All over the South, there are bridges, and some with guards. Are they all like this, busy at night with animals in transit? Mary Jane has seen the army, Southern soldiers. When men are coming, Henry often has word. From her window she watches the long assemblage with its music, its shouts, drumbeats, a cavalcade and parade. Men find their way to her door, and her cook feeds them. Commanders stop at the mill, and Henry greets them. The bridge holds them all, men, horses, wagons. For miles after they pass, she can glimpse them on the rising road as the column winds through farms and up into the hills.

"Throw him back like an ugly fish," says Henry, his eyes twinkling, when the guards ask what they should do if they apprehend a Yankee. He expects, before the war ends, that they may all have to fight, at least the old men and the one-eyed boy. That girl, Bonnie Hazlitt, could nurse her baby and fight at the same time, don't put it past her.

Don't ever say goodbye on a bridge. You'll never see the other person again. Henry's grandmother used to say that. Henry is thirty-six years old. From the top floor of his mill, the bridge and the river look as far away as the Grand Canyon.
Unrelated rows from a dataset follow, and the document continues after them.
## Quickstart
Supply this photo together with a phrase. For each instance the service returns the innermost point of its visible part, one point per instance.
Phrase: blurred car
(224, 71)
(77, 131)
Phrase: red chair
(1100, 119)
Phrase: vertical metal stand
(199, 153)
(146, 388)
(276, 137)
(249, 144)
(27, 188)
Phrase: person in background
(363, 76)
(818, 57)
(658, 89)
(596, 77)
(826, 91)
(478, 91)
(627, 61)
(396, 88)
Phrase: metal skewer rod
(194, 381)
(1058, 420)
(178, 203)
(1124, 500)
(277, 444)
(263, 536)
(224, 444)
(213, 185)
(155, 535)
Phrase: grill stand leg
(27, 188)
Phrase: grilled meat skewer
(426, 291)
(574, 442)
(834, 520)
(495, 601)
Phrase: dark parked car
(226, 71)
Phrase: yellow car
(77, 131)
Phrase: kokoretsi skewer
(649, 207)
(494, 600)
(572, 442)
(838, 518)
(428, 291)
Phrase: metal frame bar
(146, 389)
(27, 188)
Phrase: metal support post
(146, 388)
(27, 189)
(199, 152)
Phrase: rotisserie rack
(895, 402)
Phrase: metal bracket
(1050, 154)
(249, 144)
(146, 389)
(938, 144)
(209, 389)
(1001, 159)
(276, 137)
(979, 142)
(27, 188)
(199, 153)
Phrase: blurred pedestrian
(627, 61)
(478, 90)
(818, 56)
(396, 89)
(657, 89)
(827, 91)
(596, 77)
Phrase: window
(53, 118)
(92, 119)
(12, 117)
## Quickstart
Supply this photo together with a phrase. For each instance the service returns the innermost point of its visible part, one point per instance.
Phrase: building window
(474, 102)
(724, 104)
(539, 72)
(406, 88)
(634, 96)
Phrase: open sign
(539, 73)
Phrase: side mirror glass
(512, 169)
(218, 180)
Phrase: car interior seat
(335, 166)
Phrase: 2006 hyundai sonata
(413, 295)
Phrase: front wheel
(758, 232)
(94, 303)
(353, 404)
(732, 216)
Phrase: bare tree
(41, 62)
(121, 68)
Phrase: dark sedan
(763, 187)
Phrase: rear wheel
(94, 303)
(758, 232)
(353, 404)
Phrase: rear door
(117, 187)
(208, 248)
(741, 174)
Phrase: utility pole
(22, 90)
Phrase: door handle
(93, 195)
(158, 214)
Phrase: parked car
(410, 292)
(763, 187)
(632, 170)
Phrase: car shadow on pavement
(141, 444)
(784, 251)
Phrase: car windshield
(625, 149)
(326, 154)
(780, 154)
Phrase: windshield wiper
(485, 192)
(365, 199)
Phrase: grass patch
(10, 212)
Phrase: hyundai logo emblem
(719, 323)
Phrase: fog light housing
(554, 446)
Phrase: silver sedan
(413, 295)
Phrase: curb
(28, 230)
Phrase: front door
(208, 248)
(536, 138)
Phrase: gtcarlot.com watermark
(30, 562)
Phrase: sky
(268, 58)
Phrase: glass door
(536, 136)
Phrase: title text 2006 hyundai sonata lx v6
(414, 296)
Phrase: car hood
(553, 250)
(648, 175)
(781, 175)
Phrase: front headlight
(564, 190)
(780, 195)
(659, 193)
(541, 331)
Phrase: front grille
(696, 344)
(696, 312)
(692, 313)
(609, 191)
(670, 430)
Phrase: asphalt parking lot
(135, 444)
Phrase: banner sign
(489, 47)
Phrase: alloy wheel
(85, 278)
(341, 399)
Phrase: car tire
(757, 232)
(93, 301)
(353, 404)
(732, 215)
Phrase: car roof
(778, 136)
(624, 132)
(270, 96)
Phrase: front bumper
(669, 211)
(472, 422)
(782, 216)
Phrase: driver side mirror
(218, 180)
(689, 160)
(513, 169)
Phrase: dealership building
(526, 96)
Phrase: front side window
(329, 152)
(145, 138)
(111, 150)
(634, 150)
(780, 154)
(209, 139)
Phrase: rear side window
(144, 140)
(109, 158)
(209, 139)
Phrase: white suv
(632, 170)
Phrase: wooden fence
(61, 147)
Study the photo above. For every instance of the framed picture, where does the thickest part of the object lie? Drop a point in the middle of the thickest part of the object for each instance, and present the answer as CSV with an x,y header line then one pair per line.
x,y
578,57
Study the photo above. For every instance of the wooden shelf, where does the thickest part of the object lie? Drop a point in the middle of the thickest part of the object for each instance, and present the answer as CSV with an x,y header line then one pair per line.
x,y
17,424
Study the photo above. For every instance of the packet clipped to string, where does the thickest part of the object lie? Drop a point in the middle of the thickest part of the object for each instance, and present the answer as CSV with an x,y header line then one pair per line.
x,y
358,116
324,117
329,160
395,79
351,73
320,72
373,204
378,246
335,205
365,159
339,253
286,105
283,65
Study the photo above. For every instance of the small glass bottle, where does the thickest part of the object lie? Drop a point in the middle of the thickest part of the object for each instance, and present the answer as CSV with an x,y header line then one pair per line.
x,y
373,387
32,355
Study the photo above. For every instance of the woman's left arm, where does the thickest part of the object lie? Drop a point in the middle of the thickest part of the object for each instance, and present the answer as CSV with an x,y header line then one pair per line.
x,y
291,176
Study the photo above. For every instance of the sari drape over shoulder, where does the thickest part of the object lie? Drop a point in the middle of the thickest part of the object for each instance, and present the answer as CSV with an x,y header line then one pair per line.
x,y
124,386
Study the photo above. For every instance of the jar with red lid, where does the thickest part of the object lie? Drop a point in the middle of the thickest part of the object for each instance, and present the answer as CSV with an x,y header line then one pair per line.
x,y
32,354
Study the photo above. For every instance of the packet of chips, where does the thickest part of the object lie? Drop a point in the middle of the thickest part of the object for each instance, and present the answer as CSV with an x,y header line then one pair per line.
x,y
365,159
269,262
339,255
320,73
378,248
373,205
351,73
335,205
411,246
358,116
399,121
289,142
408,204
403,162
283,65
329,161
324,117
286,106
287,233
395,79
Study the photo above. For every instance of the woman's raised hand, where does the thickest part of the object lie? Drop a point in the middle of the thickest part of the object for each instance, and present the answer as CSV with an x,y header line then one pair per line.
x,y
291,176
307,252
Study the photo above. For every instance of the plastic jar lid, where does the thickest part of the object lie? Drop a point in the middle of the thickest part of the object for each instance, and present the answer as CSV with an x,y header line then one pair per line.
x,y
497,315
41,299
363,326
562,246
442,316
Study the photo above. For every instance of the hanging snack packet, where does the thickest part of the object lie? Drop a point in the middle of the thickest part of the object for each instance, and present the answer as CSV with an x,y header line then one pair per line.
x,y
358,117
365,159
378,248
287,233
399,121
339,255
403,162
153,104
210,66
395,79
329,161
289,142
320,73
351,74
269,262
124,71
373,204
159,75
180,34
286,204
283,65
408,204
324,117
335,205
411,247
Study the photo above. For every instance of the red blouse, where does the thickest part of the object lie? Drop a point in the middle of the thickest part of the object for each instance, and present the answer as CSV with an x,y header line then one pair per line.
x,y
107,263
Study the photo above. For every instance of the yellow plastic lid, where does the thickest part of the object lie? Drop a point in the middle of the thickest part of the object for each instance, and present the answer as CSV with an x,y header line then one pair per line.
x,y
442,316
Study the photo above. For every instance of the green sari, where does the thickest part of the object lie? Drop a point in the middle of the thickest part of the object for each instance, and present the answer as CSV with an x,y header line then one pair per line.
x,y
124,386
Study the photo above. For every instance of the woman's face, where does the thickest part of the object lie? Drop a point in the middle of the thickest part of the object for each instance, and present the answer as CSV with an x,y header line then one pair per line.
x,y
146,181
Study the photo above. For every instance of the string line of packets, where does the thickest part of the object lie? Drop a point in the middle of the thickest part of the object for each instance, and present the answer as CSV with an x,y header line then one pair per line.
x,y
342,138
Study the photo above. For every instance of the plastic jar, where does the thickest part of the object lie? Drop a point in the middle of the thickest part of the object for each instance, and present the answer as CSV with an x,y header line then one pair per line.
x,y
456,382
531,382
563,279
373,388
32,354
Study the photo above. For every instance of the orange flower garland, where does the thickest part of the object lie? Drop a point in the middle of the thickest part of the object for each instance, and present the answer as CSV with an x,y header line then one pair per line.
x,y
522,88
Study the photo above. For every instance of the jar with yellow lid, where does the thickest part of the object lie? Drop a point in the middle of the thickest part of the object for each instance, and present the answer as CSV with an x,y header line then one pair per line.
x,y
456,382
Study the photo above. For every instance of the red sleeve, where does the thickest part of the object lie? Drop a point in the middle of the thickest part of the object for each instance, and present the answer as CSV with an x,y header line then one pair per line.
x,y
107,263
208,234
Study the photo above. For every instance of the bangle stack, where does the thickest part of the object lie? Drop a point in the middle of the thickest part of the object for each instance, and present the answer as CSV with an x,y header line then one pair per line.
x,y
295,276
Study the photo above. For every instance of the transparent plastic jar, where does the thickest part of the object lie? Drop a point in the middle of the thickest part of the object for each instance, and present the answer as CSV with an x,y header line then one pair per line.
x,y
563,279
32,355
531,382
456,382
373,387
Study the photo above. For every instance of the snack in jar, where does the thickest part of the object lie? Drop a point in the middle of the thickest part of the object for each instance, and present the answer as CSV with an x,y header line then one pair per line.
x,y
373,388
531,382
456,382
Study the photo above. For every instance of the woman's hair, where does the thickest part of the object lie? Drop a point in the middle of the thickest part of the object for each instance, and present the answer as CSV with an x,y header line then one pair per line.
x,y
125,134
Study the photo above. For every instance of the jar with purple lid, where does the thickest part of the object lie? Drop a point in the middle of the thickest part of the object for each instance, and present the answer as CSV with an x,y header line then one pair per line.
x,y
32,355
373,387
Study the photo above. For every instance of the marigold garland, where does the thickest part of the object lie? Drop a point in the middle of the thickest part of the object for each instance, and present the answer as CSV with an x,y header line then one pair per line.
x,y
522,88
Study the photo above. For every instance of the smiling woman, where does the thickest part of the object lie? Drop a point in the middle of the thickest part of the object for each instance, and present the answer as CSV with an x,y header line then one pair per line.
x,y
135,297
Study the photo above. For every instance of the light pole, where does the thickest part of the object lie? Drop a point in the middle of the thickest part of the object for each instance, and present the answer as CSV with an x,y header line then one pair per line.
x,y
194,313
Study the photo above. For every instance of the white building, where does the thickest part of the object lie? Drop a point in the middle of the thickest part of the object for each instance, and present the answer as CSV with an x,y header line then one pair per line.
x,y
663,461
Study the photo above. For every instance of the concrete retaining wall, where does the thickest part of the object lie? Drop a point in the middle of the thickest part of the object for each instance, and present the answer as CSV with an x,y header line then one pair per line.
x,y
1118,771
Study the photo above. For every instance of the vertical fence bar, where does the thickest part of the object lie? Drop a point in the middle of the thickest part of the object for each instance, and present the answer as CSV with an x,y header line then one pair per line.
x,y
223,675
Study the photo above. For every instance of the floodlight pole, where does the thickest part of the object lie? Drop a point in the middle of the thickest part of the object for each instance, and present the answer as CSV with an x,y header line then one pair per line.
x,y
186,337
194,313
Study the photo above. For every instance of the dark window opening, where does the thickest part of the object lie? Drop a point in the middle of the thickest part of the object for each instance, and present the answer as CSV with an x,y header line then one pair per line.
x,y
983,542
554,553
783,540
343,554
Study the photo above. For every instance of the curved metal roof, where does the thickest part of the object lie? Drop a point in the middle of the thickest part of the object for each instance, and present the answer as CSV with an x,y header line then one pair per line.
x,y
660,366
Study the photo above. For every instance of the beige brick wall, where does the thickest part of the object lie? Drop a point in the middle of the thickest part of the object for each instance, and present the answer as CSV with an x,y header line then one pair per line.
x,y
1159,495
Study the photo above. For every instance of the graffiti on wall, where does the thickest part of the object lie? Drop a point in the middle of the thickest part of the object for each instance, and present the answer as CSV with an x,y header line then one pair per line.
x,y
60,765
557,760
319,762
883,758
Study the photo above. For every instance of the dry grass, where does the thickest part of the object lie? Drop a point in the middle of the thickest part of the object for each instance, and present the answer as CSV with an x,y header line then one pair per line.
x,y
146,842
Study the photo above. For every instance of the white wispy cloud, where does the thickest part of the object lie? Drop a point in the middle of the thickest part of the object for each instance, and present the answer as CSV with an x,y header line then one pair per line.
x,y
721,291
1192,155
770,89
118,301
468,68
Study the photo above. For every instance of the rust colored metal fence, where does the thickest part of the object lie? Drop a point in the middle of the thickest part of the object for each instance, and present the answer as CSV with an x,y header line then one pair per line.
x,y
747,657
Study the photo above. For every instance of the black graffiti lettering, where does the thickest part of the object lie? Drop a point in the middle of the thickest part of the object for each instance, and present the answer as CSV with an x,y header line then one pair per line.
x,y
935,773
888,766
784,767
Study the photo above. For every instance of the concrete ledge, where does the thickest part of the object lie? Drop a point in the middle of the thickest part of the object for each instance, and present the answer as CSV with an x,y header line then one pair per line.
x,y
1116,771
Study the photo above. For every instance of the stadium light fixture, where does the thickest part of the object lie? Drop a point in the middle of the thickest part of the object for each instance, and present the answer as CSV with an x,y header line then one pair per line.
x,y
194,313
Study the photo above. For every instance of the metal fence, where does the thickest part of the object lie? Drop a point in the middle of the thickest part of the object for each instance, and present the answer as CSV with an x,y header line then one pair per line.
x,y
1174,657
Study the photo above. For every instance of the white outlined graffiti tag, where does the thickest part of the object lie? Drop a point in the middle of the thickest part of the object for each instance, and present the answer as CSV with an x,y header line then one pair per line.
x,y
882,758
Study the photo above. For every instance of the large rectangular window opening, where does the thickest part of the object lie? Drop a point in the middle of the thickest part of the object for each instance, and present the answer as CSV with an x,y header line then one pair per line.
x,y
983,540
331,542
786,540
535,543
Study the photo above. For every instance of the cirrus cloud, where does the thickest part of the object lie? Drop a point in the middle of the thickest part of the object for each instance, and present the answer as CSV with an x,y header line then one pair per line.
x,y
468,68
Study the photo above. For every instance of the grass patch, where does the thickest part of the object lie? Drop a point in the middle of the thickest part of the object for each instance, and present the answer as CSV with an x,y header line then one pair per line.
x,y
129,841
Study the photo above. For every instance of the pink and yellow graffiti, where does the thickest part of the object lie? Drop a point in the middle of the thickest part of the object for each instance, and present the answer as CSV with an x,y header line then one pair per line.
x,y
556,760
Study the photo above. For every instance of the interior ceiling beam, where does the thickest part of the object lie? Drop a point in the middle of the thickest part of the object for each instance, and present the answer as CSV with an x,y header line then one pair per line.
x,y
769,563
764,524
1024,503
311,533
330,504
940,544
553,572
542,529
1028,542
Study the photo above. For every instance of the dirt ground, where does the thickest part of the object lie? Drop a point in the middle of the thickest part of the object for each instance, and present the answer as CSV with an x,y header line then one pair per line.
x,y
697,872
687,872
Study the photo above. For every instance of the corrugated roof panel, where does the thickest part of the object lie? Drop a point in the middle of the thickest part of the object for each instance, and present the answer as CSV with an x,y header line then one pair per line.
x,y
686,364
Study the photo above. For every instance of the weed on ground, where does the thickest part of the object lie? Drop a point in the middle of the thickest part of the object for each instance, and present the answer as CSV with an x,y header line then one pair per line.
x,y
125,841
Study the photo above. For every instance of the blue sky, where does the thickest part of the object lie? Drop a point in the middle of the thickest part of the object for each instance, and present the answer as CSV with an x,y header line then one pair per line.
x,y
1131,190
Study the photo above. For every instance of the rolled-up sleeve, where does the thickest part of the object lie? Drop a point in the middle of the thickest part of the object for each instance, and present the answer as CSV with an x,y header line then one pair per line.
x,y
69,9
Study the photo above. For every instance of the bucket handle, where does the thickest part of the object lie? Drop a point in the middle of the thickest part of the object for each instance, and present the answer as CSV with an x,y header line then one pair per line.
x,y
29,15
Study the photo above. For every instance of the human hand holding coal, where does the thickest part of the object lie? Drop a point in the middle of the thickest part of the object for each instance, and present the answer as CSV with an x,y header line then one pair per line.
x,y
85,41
Reprinted by permission from The Hudson Review, Volume LVI, No. 4 (Winter 2004). Copyright © by Cary Holladay.


Author's Statement

My new material reflects my interest in history as a wellspring for fiction. The mind and heart move back and forth between past and present, and I feel freer to make that happen in my stories that shift between characters' memories and current experiences. I like to write about people caught up in forces larger than they are, such as war, cultural change, and the changes wrought by time itself. I like to research obscure local events and use them as points of entry into stories. Most of all, I like to imagine how people felt and thought, and what inevitable consequences they set in motion due to their actions, passions, and force of will. The NEA fellowship is a challenge as well as an honor. It means that more is expected of me. I hope to be worthy of that expectation.